Emotional Support Evaluation Framework via Controllable and Diverse Seeker Simulator
This work provides a more faithful evaluation framework for emotional support chatbots, benefiting researchers and developers in AI and mental health applications, though it is incremental as it builds on existing simulator-based evaluation methods.
The paper tackled the problem of evaluating emotional support chatbots by addressing limitations in existing seeker simulators, such as lack of behavioral diversity and controllability, and introduced a controllable simulator using psychological and linguistic features with a Mixture-of-Experts architecture, achieving superior profile adherence and diversity while uncovering performance degradations in 7 supporter models.

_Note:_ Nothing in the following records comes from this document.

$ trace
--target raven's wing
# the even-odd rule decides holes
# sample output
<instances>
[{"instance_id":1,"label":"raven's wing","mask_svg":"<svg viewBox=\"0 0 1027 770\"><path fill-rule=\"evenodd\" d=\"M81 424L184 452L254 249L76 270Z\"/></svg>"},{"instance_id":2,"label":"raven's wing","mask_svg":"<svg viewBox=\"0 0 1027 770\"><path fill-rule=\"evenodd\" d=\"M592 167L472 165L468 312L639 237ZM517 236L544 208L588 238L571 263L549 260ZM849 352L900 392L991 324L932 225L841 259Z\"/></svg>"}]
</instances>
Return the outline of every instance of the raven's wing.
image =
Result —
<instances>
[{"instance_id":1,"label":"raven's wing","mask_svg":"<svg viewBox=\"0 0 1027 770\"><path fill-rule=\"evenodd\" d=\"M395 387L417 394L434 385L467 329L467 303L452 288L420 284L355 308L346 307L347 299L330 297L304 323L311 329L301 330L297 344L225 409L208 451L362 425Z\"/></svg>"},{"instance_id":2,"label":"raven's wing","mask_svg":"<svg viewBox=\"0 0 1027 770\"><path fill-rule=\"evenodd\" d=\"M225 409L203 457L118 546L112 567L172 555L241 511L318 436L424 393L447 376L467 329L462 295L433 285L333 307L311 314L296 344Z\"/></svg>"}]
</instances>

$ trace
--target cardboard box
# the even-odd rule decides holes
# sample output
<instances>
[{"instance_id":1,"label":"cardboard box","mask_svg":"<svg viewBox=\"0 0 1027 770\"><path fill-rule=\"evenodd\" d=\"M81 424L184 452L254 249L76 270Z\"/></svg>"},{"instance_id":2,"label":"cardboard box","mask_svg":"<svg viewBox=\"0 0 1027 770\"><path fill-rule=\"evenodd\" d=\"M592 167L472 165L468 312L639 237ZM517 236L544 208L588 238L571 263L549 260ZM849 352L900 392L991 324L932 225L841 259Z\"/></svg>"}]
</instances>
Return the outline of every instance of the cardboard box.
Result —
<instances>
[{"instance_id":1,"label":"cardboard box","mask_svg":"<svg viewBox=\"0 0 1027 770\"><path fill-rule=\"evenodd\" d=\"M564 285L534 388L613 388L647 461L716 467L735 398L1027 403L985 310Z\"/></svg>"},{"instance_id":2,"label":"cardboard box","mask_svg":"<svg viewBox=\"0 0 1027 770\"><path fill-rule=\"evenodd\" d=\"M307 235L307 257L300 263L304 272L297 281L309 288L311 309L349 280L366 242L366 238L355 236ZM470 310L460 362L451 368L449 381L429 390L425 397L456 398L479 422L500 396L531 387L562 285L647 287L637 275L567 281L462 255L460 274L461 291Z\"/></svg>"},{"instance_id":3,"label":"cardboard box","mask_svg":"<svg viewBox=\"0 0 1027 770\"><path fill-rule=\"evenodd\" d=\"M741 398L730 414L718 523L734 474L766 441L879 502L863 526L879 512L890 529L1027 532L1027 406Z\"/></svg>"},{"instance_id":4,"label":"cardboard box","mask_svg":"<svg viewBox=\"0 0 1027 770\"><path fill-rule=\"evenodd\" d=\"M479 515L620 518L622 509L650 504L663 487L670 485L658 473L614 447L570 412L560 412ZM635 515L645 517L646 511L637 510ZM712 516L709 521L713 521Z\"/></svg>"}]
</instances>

As emotional support chatbots have recently gained significant traction across both research and industry, a common evaluation strategy has emerged: use help-seeker simulators to interact with supporter chatbots. However, current simulators suffer from two critical limitations: (1) they fail to capture the behavioral diversity of real-world seekers, often portraying them as overly cooperative, and (2) they lack the controllability required to simulate specific seeker profiles. To address these challenges, we present a controllable seeker simulator driven by nine psychological and linguistic features that underpin seeker behavior. Using authentic Reddit conversations, we train our model via a Mixture-of-Experts (MoE) architecture, which effectively differentiates diverse seeker behaviors into specialized parameter subspaces, thereby enhancing fine-grained controllability. Our simulator achieves superior profile adherence and behavioral diversity compared to existing approaches. Furthermore, evaluating 7 prominent supporter models with our system uncovers previously obscured performance degradations. These findings underscore the utility of our framework in providing a more faithful and stress-tested evaluation for emotional support chatbots.